Wednesday, October 17, 2007

Lost weekend, and lost Monday and Tuesday

Yeah, I had a couple binges in the last few days. No purges because I never got that whole purging thing down right. I tried it once and ended up salivating a lot.

I ate way too much between Friday and yesterday. I consumed a dozen donuts, a huge bag of popcorn, some pecan rolls, 2 pints of dove ice cream, a breakfast at IHOP, turkey dinner at my sister-in-law's, a couple (OK, 3) candy bars...that may have been it. I had some fruit and cereal in there too, and probably one balanced meal.

Writing it down actually makes me pretty ashamed of myself. What was I thinking?

Another bad thing is that I didn't go to the gym at all this weekend. I went Thursday, but Friday I went out with friends after work. Saturday I had a meeting in the morning, then drove to Green Bay to pick up a dog. Sunday I went out for breakfast, then cleaned the adoption center, staffed it until 3:00, then went for dinner at my brother's place. I don't go to the gym on Mondays because it's SO crowded it makes me uncomfortable. The last time I went on a Monday I got my locker key, put my stuff away, grabbed a towel, went to get on a treadmill, saw all the people, noticed there were no treadmills available, turned around, went to my locker, got my stuff, turned in my key and went home.

Then came yesterday. Yesterday not good.

I took the day off, ostensibly to do all the crap around the house that I didn't get to because this weekend was too busy. It was a wasted day. I made a list of everything I needed to do, then proceeded to procrastinate and not do 90% of it. What is wrong with me???

Now I'm here at work (don't worry, I get legitimate breaks and such, and this blog is relatively squeaky clean) and am ready to roll. But I can't stop thinking about my behavior these last few days and be totally ashamed of myself.

I get a strange feeling sometimes, it's almost a physical feeling, when I'm not motivated. Like yesterday, I kept telling myself to get moving and working, and I didn't. But the thing is, it's not like I'm like that all the time. Sometimes I work my ass off, am completely motivated and get plenty done. What is that all about? Biorhythms? The moon? PMS? Why is my energy level/interest/motivation so inconsistent? What caused me to eat all those terrible things over the course of 4 or 5 days? Why didn't I make time to get to the gym??

I found I do this a lot when I journal, too, ask questions with no conceivable answer. What's that all about?

There is something good though after all this. I can feel, inside, that I don't want to feel the way I did these last few days. I know this feeling. It's a change that I get when I make my mind up about something. Like when I decide I'm going to try and lose weight, or the decision I made about joining the gym.

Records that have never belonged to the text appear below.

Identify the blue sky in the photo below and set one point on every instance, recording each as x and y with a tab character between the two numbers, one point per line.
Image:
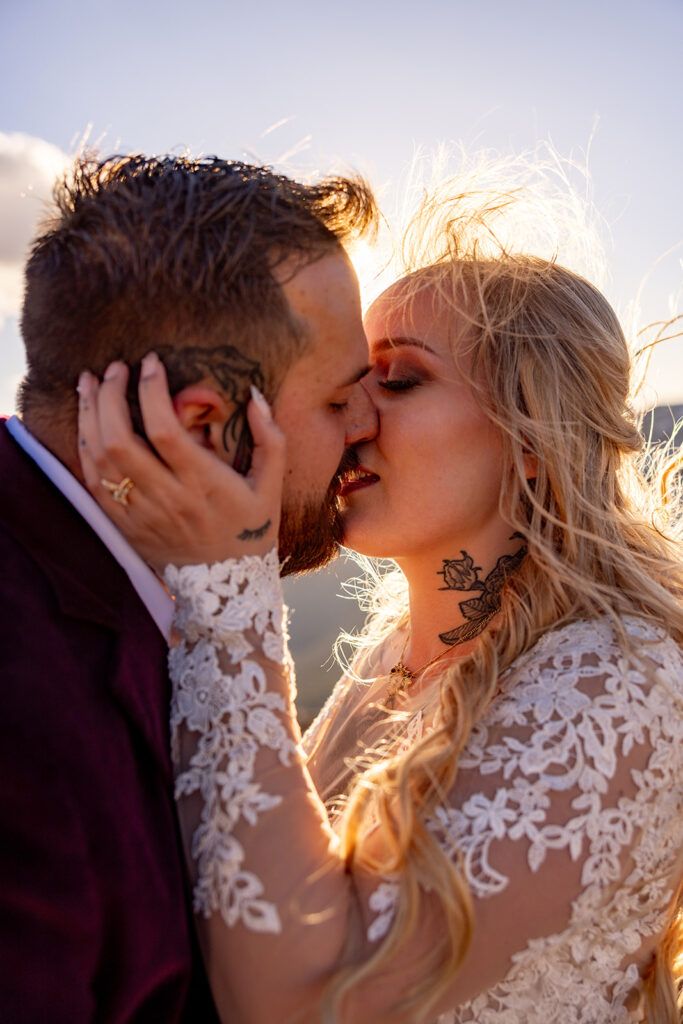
358	85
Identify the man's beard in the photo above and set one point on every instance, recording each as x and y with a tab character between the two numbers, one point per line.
310	531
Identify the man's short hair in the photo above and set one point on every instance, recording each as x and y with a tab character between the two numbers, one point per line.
170	252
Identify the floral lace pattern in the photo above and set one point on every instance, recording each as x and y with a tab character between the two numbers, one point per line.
218	691
579	758
554	732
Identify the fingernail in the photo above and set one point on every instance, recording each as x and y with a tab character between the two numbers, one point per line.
148	365
112	371
261	402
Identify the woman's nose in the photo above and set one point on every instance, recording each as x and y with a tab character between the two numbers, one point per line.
361	418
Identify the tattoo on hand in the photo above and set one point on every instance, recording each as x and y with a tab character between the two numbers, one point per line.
463	574
254	535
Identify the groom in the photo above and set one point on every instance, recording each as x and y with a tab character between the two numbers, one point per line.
236	275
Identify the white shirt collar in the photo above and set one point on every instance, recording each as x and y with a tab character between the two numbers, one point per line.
150	588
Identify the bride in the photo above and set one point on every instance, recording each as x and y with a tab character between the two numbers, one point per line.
485	822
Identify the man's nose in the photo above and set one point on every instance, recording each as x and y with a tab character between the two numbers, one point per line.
361	417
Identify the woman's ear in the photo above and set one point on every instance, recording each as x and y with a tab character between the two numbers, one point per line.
203	412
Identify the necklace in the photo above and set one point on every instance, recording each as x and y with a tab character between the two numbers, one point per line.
400	677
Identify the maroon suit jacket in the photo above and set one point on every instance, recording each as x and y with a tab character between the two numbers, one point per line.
94	923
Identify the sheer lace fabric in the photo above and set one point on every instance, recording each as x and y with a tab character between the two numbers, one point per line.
578	765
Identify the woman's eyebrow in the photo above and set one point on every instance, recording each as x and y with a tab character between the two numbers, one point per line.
385	343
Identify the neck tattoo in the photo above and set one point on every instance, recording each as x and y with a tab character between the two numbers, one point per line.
461	574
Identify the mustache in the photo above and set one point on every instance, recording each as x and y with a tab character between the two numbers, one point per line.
349	461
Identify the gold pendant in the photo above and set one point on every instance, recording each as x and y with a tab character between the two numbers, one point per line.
399	679
400	676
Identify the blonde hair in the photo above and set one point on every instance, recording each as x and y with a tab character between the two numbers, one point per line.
547	359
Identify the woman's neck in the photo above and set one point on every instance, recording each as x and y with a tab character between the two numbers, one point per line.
453	598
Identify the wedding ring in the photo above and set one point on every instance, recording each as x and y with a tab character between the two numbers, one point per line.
119	492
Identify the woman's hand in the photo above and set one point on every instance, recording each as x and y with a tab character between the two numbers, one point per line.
186	506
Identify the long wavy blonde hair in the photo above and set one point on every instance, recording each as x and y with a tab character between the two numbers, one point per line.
548	361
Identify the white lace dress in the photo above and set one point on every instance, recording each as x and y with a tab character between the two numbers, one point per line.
567	812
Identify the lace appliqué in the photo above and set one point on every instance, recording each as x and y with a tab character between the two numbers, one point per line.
220	692
551	733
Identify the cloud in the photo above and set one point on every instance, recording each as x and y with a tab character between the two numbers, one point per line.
29	167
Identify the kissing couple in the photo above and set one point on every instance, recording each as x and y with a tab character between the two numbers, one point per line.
484	822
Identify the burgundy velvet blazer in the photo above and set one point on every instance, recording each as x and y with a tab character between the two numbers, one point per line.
94	919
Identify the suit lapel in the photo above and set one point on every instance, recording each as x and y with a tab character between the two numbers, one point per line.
89	585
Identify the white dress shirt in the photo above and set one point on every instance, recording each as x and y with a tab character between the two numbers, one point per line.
150	588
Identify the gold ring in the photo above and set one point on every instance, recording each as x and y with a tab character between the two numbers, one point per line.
119	492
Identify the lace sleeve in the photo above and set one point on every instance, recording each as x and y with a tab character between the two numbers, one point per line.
220	692
567	815
566	811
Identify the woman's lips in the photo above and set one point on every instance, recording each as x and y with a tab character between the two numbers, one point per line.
355	479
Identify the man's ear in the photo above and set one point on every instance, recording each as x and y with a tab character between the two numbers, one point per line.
203	412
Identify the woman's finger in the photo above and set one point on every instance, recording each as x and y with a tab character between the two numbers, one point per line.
162	426
267	465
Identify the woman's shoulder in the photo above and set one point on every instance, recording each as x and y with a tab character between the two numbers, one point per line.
589	672
597	643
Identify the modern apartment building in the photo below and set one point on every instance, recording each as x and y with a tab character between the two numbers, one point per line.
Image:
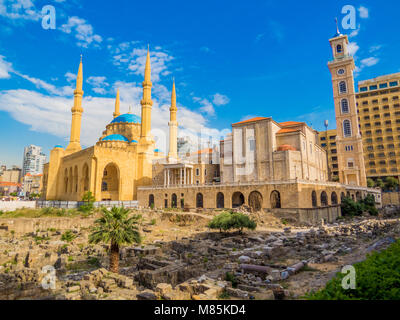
34	160
378	108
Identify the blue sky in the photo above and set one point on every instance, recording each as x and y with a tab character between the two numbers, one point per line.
231	60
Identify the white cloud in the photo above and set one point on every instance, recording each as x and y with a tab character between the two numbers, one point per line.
5	68
99	84
369	62
364	12
19	10
128	55
83	32
220	99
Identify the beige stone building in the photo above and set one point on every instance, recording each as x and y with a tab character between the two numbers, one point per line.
113	168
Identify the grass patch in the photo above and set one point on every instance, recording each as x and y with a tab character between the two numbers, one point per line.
377	278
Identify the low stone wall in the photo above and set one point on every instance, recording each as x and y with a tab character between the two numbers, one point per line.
27	225
14	205
77	204
389	198
311	216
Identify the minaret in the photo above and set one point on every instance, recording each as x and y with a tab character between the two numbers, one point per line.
349	140
146	102
116	113
75	140
173	127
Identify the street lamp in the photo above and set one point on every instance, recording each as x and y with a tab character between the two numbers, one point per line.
326	124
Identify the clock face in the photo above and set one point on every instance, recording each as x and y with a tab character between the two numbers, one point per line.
341	72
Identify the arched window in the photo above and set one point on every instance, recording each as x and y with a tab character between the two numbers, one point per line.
324	199
347	128
334	199
345	106
342	87
314	199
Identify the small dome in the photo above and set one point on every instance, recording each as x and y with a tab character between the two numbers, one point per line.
127	118
286	147
115	137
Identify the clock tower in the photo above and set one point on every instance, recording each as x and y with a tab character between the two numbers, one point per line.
348	140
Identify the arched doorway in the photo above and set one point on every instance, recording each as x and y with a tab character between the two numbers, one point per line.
275	200
324	199
314	199
220	200
237	200
255	201
334	199
174	201
151	201
199	200
110	183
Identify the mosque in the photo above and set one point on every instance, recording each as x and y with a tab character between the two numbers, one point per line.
113	168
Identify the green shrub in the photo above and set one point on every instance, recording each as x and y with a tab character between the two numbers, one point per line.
232	279
68	236
230	220
377	278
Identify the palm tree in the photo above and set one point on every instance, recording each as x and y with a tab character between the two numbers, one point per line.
117	228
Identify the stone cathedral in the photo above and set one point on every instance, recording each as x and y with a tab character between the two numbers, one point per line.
113	168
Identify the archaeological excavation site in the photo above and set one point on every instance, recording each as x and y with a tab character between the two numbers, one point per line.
47	254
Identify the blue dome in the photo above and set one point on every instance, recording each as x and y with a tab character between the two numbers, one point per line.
115	137
127	118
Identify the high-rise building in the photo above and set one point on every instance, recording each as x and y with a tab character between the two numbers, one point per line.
34	160
349	142
379	115
378	108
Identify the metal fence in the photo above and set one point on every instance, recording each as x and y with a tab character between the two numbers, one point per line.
77	204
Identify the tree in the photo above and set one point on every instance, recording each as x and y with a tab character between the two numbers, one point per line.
370	183
379	183
89	200
391	183
229	220
117	228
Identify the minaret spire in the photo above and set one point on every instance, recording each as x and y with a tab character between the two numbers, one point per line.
146	102
117	104
75	139
173	127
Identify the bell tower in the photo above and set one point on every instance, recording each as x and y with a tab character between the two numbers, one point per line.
349	140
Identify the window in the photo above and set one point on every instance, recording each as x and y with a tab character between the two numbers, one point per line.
345	106
347	128
342	87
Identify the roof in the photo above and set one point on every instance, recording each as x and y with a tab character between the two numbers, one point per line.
287	130
9	184
252	120
127	118
290	123
208	150
115	137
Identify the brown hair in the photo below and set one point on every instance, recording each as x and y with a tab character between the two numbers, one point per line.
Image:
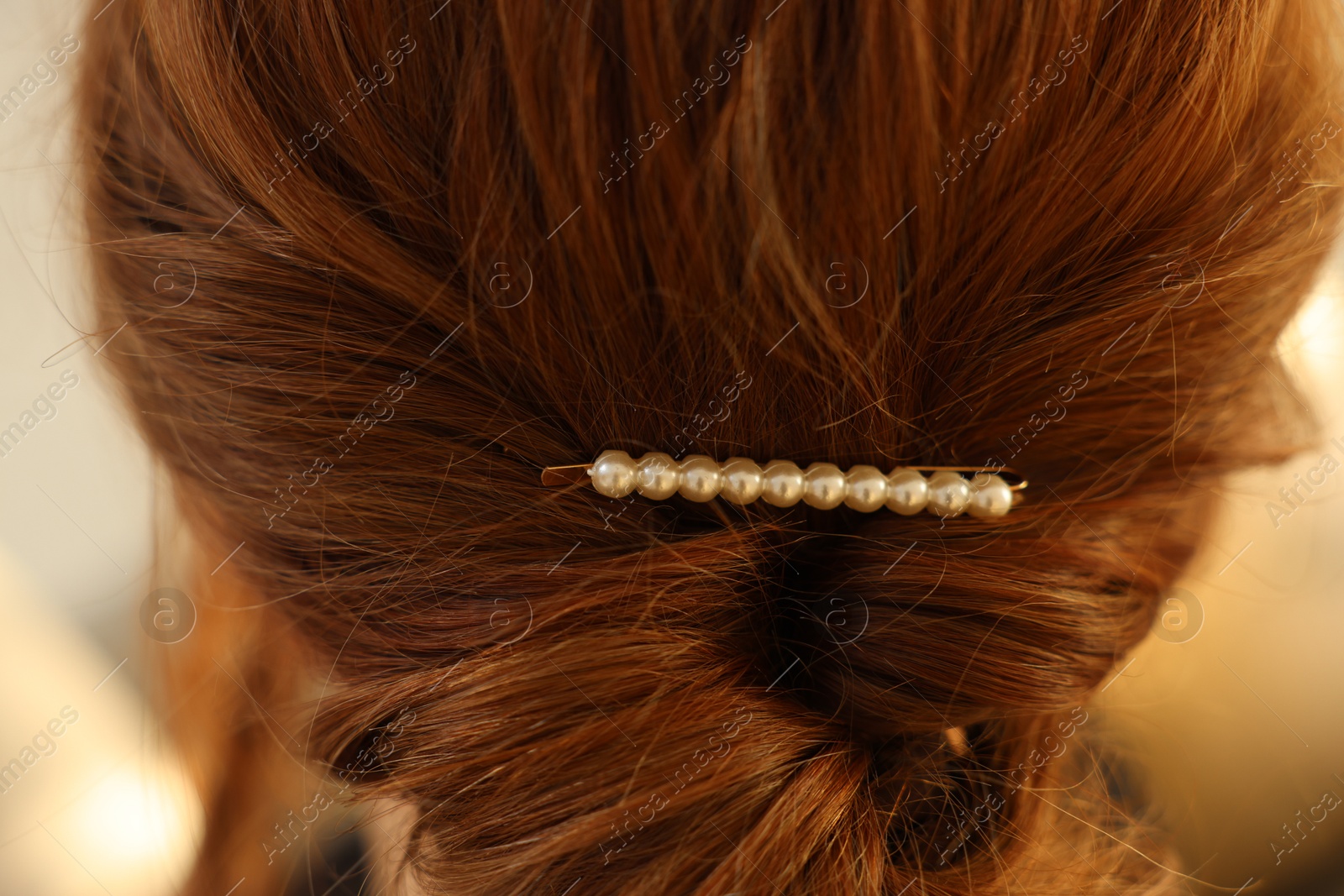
374	265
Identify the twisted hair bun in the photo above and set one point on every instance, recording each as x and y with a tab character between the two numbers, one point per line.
413	255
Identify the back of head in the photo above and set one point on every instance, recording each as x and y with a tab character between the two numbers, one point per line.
413	255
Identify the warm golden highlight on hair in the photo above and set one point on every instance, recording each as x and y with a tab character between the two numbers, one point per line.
417	251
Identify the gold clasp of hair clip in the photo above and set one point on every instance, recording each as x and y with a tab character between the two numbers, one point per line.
822	485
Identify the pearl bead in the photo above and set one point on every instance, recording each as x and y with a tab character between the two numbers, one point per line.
613	474
949	493
701	479
783	484
658	476
867	488
907	490
991	497
743	479
824	486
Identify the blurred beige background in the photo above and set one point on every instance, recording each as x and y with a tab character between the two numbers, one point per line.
1233	715
98	808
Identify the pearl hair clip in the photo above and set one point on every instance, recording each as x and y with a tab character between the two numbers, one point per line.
783	484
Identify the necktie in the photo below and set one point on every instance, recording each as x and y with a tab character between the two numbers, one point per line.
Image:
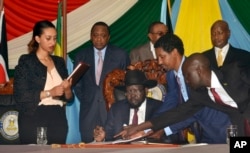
182	133
216	97
135	117
99	68
179	90
219	58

For example, I know in my heart when it's right for me to try losing weight. It's as if a switch gets turned on. It's just that drastic. One day I'm eating completely unhealthy, and boom, I make the decision to not do it anymore (I've made that decision many, many times...I'm looking forward to the time it sticks).

Or the gym. The time to join the gym was the day I joined the gym. Not a day before or a day after. It was THAT DAY. Again, like a switch was turned on. No matter how hard anyone may have tried, there was no way I was joining the gym even a day earlier, because I wasn't ready. Maybe this is like addicted people hitting rock bottom? You know, you can't get them to change until they decide to change...

This is a weird post. I think because what I'm writing about are weird things. Binging is weird. Compulsive overeating is weird. Self-sabotage is weird.

I feel better having written, actually. :) Maybe that's some residual 12 step influence, admitting to yourself and another person (or persons, depending one who is reading this blog, and if you've gotten this far, bless you) the nature of your wrongs.

I will try not to write such a self centered post the next time around. This just happened to be where my head is at today.

The best thing is that tonight I'm going to see The New Pornographers! Should be an awesome show!! Once again I'm looking forward to hanging out at the Pabst, having a hot cup of Alterra coffee and grooving to some awesome tunes. I'm feeling so much better already!